The “Show Me Your Data” session proposal from THATCamp CHNM 2012 summarized the open research notes movement this way:
There has been some move in research to not just publish papers with the final results but to also release the raw data sets and even software for other researchers to verify the results and further discovery. There are even some futuristic claims that the data sets will be viewed as the ultimate results of research and the actual paper will be a secondary product.
That session focused on institutional repositories as ways to present data, but we’d like to focus more on the challenges posed by releasing research data to the public.
What happens when data collected for a monograph is removed from context? Are there different scholarly and interpretive requirements for data presented at a single-record level? When the same data is of interest to scholars and the general public, but the goals of each constituency are radically different, what happens?
We’d like to kick off the conversation by discussing a collaboration in progress. In research for Take Care of the Living, Jeffrey McClurken compiled a database of census and civil war service records for Pittsylvania County, Virginia. As this database is of tremendous interest to local historians and genealogists, and since his own family is connected to that county, Ben Brumfield offered to put that database online. However, the process has been challenging, as the interests and expectations of the public may be quite different from peer researchers, and a database compiled in support of a particular scholarly project turns out to be very different from a general-purpose database compiled for public use.
As a historian and chair of the editorial board of the SC Historical Magazine, I have seen considerable disagreement between what professional historians want published in the journal and what local historians and genealogists would like to see printed. I would very much like to be part of this discussion.
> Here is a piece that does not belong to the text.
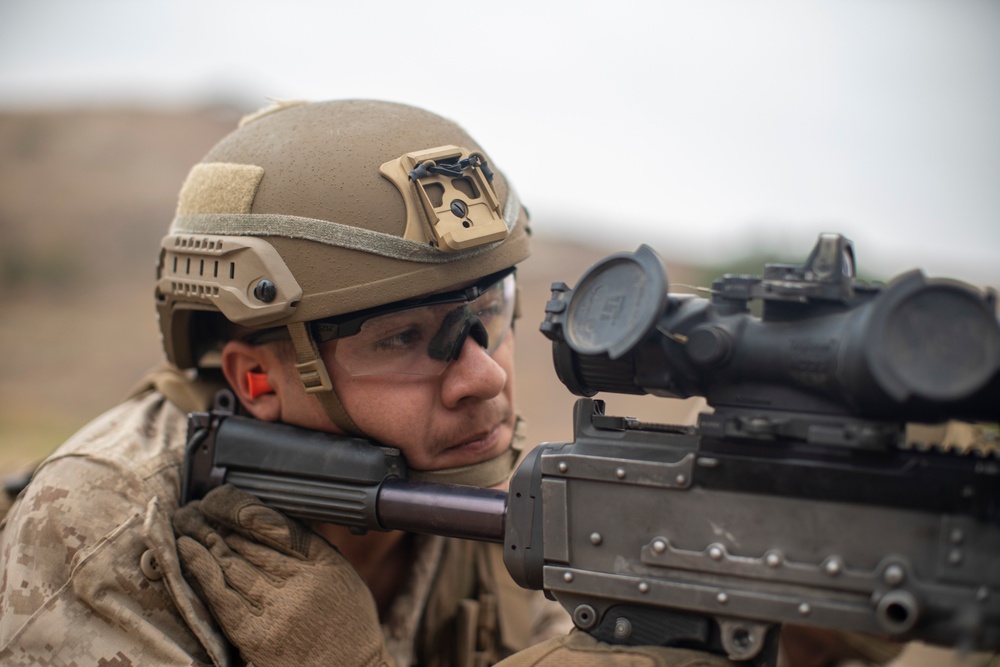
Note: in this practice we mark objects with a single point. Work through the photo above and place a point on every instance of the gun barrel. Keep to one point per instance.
(451, 510)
I won’t be at THATcamp but would love to follow this discussion from afar. I’ve been thinking about similar problems arising from my own open notebook experiment, which is developing in the opposite direction—from notes into an article, a book, and other potential outputs.
I definitely want to hear about this, too, at the very least in the Dork Shorts (lightning talks) in the first session. I guess I wonder why the data necessarily has to be removed from its context; can’t it be plastered with indications of where it came from and why it was collected? Sort of like watermarking a photograph?